Safety lives in the executor, not in the prompt. The prompt asks the model to behave; the executor makes misbehaviour inert:
- New webhooks are created disabled. The agent can build a complete integration, but nothing fires until a human flips it live.
- Destructive steps carry confirmation metadata. Enabling, deleting, or editing a live webhook always pauses for explicit confirmation; an endpoint probe pauses only when its HTTP method is unsafe.
- Steps run one at a time. The frontend advances the plan step by step; missing required input, an unmet prerequisite, or a needed confirmation pauses the run at that exact step.

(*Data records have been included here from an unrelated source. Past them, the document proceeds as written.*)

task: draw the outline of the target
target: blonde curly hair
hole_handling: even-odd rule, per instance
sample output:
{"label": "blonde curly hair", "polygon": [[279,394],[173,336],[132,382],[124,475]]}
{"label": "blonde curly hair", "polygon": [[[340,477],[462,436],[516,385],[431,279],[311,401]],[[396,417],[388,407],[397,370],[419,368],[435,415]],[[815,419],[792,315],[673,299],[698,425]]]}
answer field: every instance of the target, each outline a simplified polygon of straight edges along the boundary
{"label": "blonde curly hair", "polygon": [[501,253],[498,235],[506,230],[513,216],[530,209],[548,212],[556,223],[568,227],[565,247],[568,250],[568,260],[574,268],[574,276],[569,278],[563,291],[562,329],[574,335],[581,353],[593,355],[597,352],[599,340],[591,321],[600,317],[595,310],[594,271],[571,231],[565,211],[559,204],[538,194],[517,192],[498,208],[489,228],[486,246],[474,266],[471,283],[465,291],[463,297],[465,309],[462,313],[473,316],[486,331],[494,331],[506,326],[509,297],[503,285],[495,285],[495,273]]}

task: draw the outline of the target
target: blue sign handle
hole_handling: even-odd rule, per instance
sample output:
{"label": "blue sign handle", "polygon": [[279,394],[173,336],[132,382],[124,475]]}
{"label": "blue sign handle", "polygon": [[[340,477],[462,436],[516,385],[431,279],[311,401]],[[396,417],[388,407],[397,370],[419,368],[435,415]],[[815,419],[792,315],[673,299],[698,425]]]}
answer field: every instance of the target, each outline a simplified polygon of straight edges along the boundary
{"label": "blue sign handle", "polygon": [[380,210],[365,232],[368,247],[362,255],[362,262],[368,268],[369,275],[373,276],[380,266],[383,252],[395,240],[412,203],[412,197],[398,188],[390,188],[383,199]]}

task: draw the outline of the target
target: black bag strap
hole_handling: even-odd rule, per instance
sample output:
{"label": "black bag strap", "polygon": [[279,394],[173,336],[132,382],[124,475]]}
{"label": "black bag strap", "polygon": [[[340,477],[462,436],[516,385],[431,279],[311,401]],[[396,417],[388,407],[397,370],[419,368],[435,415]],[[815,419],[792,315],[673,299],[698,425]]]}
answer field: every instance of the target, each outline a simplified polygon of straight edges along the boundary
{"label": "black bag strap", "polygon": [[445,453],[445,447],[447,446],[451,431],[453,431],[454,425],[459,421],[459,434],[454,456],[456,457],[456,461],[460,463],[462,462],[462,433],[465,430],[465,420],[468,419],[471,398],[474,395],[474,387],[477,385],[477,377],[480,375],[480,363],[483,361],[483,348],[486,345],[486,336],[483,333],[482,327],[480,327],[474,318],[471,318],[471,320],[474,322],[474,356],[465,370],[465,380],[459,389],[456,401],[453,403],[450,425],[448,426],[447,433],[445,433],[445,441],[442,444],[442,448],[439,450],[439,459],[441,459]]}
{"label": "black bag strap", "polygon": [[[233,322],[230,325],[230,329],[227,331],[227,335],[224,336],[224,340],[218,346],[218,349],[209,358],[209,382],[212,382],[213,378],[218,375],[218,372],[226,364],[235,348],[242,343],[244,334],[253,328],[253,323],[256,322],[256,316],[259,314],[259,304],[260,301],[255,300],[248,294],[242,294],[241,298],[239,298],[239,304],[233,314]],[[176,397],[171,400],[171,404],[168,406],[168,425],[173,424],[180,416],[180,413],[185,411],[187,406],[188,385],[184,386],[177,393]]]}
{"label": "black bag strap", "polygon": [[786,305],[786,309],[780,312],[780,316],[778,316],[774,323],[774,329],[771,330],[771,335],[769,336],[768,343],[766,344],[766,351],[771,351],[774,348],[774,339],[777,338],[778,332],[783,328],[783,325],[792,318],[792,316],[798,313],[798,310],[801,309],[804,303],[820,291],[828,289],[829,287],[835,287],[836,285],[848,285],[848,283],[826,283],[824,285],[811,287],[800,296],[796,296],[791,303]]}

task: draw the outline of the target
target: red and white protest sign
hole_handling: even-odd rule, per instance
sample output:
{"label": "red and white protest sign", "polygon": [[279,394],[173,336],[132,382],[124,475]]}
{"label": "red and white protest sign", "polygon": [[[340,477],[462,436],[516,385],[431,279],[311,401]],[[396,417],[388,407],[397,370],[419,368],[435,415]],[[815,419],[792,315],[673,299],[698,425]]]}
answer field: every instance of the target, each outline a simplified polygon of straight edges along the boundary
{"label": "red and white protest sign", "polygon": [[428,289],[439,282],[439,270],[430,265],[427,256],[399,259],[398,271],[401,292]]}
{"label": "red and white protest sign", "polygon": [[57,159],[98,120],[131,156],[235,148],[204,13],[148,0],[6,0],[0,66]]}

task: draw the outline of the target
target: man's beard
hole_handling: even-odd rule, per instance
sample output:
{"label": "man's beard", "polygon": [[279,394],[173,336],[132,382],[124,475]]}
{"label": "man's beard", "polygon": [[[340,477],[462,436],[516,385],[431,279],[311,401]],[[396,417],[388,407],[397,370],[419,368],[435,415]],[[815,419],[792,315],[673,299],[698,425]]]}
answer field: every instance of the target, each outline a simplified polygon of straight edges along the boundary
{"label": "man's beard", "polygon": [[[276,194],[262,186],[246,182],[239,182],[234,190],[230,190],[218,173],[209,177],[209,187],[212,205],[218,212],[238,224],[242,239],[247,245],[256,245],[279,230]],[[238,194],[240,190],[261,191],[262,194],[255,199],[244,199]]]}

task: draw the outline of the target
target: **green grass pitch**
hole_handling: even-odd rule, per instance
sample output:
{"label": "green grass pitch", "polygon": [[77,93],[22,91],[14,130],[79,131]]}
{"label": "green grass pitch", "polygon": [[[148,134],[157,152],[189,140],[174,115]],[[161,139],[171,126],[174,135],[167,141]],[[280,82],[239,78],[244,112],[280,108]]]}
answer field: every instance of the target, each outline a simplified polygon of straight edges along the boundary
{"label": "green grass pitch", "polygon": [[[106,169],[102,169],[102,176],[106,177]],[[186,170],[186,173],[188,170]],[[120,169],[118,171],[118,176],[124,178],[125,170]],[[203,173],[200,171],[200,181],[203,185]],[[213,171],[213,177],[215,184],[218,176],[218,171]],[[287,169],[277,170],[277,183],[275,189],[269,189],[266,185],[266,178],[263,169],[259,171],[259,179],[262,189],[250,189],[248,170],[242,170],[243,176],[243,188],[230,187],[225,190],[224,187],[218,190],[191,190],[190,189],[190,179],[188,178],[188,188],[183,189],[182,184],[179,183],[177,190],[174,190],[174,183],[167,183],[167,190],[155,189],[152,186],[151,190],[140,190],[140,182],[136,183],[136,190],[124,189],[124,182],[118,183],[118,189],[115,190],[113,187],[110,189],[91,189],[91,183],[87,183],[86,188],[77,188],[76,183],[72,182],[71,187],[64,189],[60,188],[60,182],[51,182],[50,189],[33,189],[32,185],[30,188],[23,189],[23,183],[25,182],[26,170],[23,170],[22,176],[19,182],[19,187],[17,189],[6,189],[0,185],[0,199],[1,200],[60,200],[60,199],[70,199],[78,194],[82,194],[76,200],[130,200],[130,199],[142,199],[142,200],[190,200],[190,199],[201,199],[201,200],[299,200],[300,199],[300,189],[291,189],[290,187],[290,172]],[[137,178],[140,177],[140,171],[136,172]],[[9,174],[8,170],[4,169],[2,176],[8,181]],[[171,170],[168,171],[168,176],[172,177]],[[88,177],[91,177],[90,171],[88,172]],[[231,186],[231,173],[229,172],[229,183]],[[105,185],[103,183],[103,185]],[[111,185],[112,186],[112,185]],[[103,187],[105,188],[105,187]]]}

- Failure halts, never cascades. A failed step stops the run with the error attached; later steps are never attempted against a half-built state.
Everything also passes the same capability checks as the admin UI — the agent holds no special powers, and credential values stay in a write-only vault the agent can reference but never read.
The model never calls tools natively — it proposes typed steps, and the plugin executes them locally. The site stays in control. — the core contract
/ Undo
How do undo and revert work?
Before the executor mutates anything, it snapshots the object's prior state onto the step record. Undo then walks the applied steps backwards: the last still-applied revertible step is found, its pre-state restored — or the object it created deleted — and the step marked reverted. Repeated calls walk further back, giving you a real undo stack rather than a single "oops" button.
One subtle but important touch: each undo is recorded into the conversation transcript. The model sees what was undone on its next turn, so it does not confidently reference a webhook that no longer exists.
/ Debugging
How do you debug an agent you cannot see?
With a trace, or not at all. Every model call records the provider and model that answered, latency, temperature, the full system prompt, the exact message array sent, the raw response, whether the JSON envelope parsed, and how many plan steps it contained. When a user reports "the AI did something weird", that trace is the difference between a fix and a shrug: a parse failure, a provider quota error, and a genuinely bad plan all look identical from the chat UI but completely different in the trace.
The trace matters double when your transport can silently switch models. With cross-provider fallback in play, "which model actually produced this plan?" must be answerable per request, not per configuration.
/ Toolset
What does the agent actually control?
A fixed registry of 17 typed abilities — the same toolset the plugin publishes to the WordPress Abilities API for external clients like Claude Code over MCP. One catalog of operations, one permission story, three consumers: the in-admin agent, the REST surface, and MCP tooling (the Abilities API article covers that side).
The system prompt also injects a compact catalog of the webhooks that already exist on the site, flagged with their numeric ids — so when the user says "rename the order webhook", the agent proposes an update to webhook #12 instead of creating a duplicate. Grounding the model in current state is as much a safety feature as the confirmation gates.
| Concern | Chatbot that "just does it" | Plan-first agent (Build with AI) |
|---|---|---|
| Mutations | Model output parsed and applied immediately | Typed plan, reviewed and edited, stepped through |
| Destructive actions | One hallucination from deleting live config | Created disabled + explicit confirm to go live or delete |
| Failure mid-task | Half-applied state, no rollback | Run halts; undo stack restores pre-state snapshots |
| Auditability | A chat log | Per-step activity log + full model trace |
This architecture powers Build with AI, coming in the next major release of the Webhook Actions plugin: describe the integration you want, review the plan, and it creates queued, retried, fully logged webhooks — disabled until you say go.